The following information was provided by a Kimai user:

When executing the commands from the official installation docs you might have to prefix them with the absolute path to your PHP executable, e.g. C:\Program Files\PHP\v7.4\php.exe bin/console kimai:install -n.

The webserver needs file permissions as documented.

Remember to prefix the console command when creating your first user with C:\Program Files\PHP\v7.4\php.exe bin/console kimai:user:create username admin@example.com ROLE_SUPER_ADMIN.

Webserver configuration

Create a standard website in IIS with document root set to your Kimai directory, e.g.
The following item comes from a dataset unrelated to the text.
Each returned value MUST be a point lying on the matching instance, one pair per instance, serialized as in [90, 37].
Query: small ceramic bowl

C:\htdocs\kimai\public. Make sure memory_limit is set to a minimum of 256M. Set appropriate handler mappings as below:

Under Request restrictions you have to select the Verbs tab. Here you can select All verbs or the following using the option “One of the following verbs:” HEAD,POST,GET,PUT,PATCH,DELETE

This is important, as the API requires those methods: you would not be able to use Kimai properly, e.g. stop timesheets.

Reverse proxy

When you want to run Kimai behind a proxy, you have to provide all necessary X-Forwarded-* headers. Here is an example of a nginx proxy configuration, which terminates SSL on kimai2.local and forwards the request to Kimai running at http://127.0.0.1:8010/:

server {
    listen 443 ssl;
    server_name                 kimai2.local;
    ssl_certificate             /etc/ssl/certs/kimai2.local.crt;
    ssl_certificate_key         /etc/ssl/certs/kimai2.local.key;
    ssl_session_timeout         5m;
    ssl_protocols               SSLv2 SSLv3 TLSv1;
    ssl_ciphers                 HIGH:!aNULL:!MD5;
    ssl_prefer_server_ciphers   on;

    location / {
          proxy_pass http://127.0.0.1:8010/;

          proxy_set_header  Host $http_host;
          proxy_set_header  X-Real-IP $remote_addr;
          proxy_set_header  X-Forwarded-Host $host:$server_port;
          proxy_set_header  X-Forwarded-Server $host;
          proxy_set_header  X-Forwarded-For $proxy_add_x_forwarded_for;
          proxy_set_header  X-Forwarded-Proto $scheme;
          proxy_set_header  X-Forwarded-Port $server_port;
    }
    # Redirect HTTP to HTTPS, in case an invalid (plain HTTP) request was sent to port 443
    error_page 497 https://$host:$server_port$request_uri;
}

Now, when you open https://kimai2.local/ you wil be redirected to the login URL without http, here: http://kimai2.local/en/login/. Why is that? Well, because you have to tell Kimai (or the Symfony framework) that it should trust your proxy and take the headers into account when generating URLs for links and redirects.

To achieve that, set the environment variable TRUSTED_PROXIES to the name of your proxy, either via .env file:

TRUSTED_PROXIES=127.0.0.1,kimai2.local,localhost

or set it in your Kimai server definition (here nginx syntax):

fastcgi_param TRUSTED_PROXIES "127.0.0.1,kimai2.local,localhost";

Subdirectory usage

Kimai was made to be hosted on the domain level, so running it inside a subdirectory is not supported.